Copying entire compositions is different from references. I'm case you're unfamiliar, artists usually have a few images off to the side of their workpiece to look at for inspiration and to reference colors and image elements.


That's the thing though, a it's not uncommon for ML-generated images have major elements that are almost 1:1 copies of existing pieces, especially if the prompt includes an artist's name or a style that's closely tied to a particular artist, going well beyond an artist using existing pieces for reference/inspiration.


Why do we make analogies to people? Machines have no rights of expression or inherent freedoms. There is no "learning", we're not "teaching" the machine anything. It boils down to heuristics and statistics. Imagine we're in the 1930s with no computers: If I were to study every every Agatha Christie book and write my own based on statistical likelihoods of words, characters, plot elements etc. I would be seen as a copy-cat hack-fraud author or worse.
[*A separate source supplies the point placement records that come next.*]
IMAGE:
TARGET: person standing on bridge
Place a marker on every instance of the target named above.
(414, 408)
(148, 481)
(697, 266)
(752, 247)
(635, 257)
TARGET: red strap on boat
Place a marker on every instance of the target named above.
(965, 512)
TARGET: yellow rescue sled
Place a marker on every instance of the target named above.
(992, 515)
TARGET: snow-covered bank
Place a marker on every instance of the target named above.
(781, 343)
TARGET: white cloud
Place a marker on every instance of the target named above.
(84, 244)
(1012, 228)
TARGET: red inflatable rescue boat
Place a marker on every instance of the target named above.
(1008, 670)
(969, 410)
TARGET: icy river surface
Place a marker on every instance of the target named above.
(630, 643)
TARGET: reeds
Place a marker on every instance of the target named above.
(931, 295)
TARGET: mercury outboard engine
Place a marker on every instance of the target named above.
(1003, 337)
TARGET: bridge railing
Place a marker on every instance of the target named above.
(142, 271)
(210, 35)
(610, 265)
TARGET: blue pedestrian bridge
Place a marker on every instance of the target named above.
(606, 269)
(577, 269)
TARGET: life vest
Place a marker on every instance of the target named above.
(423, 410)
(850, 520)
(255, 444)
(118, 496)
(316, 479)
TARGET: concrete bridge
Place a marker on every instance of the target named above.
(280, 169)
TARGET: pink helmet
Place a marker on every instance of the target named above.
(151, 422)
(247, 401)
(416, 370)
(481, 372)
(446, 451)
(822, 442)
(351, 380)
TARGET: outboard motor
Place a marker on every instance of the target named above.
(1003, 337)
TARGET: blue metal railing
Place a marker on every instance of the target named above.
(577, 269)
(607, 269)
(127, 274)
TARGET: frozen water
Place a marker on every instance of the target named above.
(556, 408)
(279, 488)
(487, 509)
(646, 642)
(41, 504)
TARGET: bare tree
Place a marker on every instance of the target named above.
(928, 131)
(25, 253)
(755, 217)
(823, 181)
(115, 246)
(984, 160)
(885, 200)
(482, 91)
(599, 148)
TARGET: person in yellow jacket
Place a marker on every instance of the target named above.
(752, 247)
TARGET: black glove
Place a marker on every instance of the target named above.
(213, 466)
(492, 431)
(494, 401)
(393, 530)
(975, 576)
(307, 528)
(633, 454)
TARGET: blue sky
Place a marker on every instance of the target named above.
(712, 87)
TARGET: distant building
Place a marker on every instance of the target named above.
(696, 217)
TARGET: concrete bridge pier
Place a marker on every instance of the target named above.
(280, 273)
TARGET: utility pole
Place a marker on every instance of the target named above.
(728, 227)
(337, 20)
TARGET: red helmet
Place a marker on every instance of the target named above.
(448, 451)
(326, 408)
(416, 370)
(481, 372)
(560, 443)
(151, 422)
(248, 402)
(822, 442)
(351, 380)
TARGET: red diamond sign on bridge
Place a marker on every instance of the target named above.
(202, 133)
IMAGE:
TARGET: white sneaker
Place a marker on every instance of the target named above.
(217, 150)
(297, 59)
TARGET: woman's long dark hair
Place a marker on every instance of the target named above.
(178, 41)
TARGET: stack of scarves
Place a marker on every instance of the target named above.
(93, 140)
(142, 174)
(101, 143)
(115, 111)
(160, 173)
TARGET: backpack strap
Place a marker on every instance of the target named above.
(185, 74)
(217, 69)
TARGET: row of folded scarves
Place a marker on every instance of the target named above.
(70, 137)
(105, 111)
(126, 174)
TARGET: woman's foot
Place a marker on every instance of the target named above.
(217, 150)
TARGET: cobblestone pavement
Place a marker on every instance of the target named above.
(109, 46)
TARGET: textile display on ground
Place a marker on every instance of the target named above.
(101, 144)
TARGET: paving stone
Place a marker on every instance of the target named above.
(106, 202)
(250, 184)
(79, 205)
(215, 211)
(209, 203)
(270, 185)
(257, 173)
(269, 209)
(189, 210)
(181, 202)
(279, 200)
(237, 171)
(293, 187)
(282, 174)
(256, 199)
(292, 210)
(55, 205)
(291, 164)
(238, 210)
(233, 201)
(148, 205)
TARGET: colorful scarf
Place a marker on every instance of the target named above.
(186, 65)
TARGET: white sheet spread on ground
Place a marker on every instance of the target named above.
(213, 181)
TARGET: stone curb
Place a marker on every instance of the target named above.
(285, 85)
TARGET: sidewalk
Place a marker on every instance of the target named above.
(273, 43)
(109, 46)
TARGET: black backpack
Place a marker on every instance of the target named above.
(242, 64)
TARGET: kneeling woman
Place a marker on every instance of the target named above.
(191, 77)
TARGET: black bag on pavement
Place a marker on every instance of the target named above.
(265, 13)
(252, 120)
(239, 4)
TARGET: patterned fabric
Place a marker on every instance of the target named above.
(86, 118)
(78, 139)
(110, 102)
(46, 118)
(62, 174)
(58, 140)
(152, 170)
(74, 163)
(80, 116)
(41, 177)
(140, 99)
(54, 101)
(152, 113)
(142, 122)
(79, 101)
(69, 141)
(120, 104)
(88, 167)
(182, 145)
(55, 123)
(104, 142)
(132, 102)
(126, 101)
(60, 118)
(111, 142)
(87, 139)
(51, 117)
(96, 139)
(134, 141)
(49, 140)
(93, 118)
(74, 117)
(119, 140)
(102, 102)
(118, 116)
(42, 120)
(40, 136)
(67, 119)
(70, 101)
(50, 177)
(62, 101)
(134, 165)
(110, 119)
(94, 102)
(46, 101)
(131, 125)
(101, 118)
If I were to take inspiration of the crime/thriller/detective genre and write my own story in my own universe then I would be simply an author within the same genre.

ChatGPT/"ML" copy the fine details. We're getting artists signatures turn up in generated work... That's not inspiration, and I would argue not even transformative.


That is because the AI doesn't have enough context knowledge to distinguish prominent signatures from stylistic flourish or a thing being represented in the painting. The generated signatures themselves are usually very different, though in some cases they can come very close to the original artist signature when properly prompted for artists with "big" signatures. Better image part tagging will solve this.


If you want to get pendantic, the human brain ultimately functions off heuristics and inputs. Again, references are not copied, they are used to inspire and guide new artwork. Even artists producing totally original artwork use references.


The current ML approaches are not "studying", and have no thought process whatsoever, let alone "in a similar way that humans do". They build models that allow them to reproduce existing works in whole or in part—usually in many parts, put together to form a new work formed wholly out of those elements.

Humans learn actual techniques; they understand what the elements in their art actually mean; when they copy, they do so with intention (whether malicious or not). ML approaches to content creation are incapable of intention, because intention is the product of a conscious mind, and regardless of how similar some of the data structures involved in them are to certain models of the human brain, not one of the existing ML projects even remotely approaches anything we could term consciousness. (Nor is that even their purpose.)


Trained on 5 billion images to create a 6 GB model. Every image contributed no more than a few bits of information.


Billion and Giga is both 10^9, so about 6/5 or 1.2 byte or 10 bits, and somehow enough to regurgitate examples from training set[0]. Oh how convincing “AI is just learning as humans do” arguments are.

0: https://twitter.com/kortizart/status/1588915427018559490


Maybe this incredibly famous photo from a National Geographic cover is overrepresented in the training set?


Well I TIL humans are incapable of copying another piece of art even when asked to do so


It's never too late to learn to draw!


I could learn to mine pigments and create paints too but we have better options now


Pick up a pencil, start from drawing a circle, a real circular circle... Caveman in front of a VT100 is still a caveman. Caveman with a charred willow branch in hand, is something a bit more than that.


Your statement implies the source dataset's file sizes represent the amount of visual information in them. This is almost certainly not the case.